Physiological and emotional states
How you feel during a task provides efficacy information — but the interpretation of those signals is what matters. People with low self-efficacy interpret physiological arousal (racing heart, anxiety) as evidence that they are not capable. People with high self-efficacy interpret the same arousal as energising or preparatory. Bandura called this “physiological information” — not the arousal itself but the meaning attributed to it. Reinterpreting anxiety as activation (rather than as a signal of inadequacy) is one mechanism by which efficacy training works.
Frequently asked questions
Can high self-efficacy be harmful?
Overinflated efficacy — believing you can do something significantly beyond your actual capability — can lead to poor preparation, underestimation of difficulty, and overcommitment.
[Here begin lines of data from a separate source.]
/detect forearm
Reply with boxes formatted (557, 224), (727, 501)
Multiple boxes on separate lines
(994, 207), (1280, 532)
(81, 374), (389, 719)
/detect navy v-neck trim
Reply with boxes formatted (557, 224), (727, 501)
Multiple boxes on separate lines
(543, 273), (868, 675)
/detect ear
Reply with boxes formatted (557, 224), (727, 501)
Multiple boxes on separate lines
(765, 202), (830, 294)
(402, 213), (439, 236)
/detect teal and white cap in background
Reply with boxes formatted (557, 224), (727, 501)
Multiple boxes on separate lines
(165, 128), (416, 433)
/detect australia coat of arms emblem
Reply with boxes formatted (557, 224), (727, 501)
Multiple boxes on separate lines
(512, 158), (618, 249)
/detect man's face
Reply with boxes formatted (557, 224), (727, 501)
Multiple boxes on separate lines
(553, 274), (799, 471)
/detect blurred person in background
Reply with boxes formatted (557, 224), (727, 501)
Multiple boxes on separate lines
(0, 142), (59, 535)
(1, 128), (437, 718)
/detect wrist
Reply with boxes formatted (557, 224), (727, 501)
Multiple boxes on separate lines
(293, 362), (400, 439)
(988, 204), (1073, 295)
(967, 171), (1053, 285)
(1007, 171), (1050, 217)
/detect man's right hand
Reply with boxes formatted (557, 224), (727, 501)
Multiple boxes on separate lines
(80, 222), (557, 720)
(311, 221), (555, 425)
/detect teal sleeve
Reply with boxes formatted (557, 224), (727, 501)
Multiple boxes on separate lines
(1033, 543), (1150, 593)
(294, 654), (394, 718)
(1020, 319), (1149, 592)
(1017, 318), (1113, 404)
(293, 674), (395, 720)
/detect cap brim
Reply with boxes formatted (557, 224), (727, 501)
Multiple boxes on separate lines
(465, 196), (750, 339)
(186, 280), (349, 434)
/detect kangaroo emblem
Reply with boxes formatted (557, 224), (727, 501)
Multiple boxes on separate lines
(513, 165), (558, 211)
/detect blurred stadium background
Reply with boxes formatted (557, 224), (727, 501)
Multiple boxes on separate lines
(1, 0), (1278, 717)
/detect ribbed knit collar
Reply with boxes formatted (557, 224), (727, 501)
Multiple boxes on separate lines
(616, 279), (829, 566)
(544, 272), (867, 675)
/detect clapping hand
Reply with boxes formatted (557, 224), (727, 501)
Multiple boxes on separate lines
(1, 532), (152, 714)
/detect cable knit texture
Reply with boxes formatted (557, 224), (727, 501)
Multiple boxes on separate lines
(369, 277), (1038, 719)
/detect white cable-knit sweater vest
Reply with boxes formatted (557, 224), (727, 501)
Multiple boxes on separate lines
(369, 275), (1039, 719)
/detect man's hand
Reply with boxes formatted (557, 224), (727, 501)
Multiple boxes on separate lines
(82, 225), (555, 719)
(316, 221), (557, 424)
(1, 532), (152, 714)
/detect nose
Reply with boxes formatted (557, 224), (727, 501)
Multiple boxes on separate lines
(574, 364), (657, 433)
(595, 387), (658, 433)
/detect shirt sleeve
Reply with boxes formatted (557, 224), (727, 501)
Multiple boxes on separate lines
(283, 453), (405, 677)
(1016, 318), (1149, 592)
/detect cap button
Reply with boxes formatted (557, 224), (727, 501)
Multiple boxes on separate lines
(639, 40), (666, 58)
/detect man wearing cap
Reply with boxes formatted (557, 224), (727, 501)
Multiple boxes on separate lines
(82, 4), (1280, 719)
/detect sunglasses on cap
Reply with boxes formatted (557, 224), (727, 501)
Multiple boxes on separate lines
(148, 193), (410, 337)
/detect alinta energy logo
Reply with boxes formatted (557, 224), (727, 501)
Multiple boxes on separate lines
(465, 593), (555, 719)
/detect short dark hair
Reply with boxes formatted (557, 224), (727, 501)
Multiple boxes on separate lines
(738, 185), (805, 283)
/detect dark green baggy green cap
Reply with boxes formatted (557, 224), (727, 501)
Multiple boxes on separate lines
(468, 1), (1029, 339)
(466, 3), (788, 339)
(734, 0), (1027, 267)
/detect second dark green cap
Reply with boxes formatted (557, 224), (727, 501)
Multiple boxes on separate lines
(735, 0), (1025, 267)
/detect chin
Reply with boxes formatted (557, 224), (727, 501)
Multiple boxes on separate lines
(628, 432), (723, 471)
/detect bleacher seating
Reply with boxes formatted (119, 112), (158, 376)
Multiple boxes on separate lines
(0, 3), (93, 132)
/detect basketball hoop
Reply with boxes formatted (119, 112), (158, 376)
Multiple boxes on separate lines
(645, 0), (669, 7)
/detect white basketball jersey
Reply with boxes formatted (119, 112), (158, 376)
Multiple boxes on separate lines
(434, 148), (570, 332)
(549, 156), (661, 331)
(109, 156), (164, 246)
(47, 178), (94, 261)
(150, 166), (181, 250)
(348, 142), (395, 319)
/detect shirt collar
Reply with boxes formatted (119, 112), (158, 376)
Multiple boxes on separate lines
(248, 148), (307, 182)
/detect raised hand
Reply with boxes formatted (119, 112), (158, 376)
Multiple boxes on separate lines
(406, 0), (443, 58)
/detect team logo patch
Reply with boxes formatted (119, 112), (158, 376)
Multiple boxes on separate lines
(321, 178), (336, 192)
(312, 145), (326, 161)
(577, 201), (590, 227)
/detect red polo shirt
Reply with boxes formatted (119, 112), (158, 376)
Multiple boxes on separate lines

However, research shows that slight overestimation of efficacy is actually adaptive in most performance contexts — it produces more persistence and greater effort, which often closes the gap between efficacy belief and actual performance. Massive miscalibration is harmful; modest positive illusions are generally not.
Is self-efficacy the same as confidence?
Not quite. Confidence is often used to describe a general positive feeling about a situation or about oneself — a subjective state. Self-efficacy is a specific belief about capability in a specific domain. A person can feel confident (generally positive, low anxiety) but have low self-efficacy for a specific task. The distinction matters practically: building self-efficacy requires domain-specific mastery experiences, not generic confidence-building activities.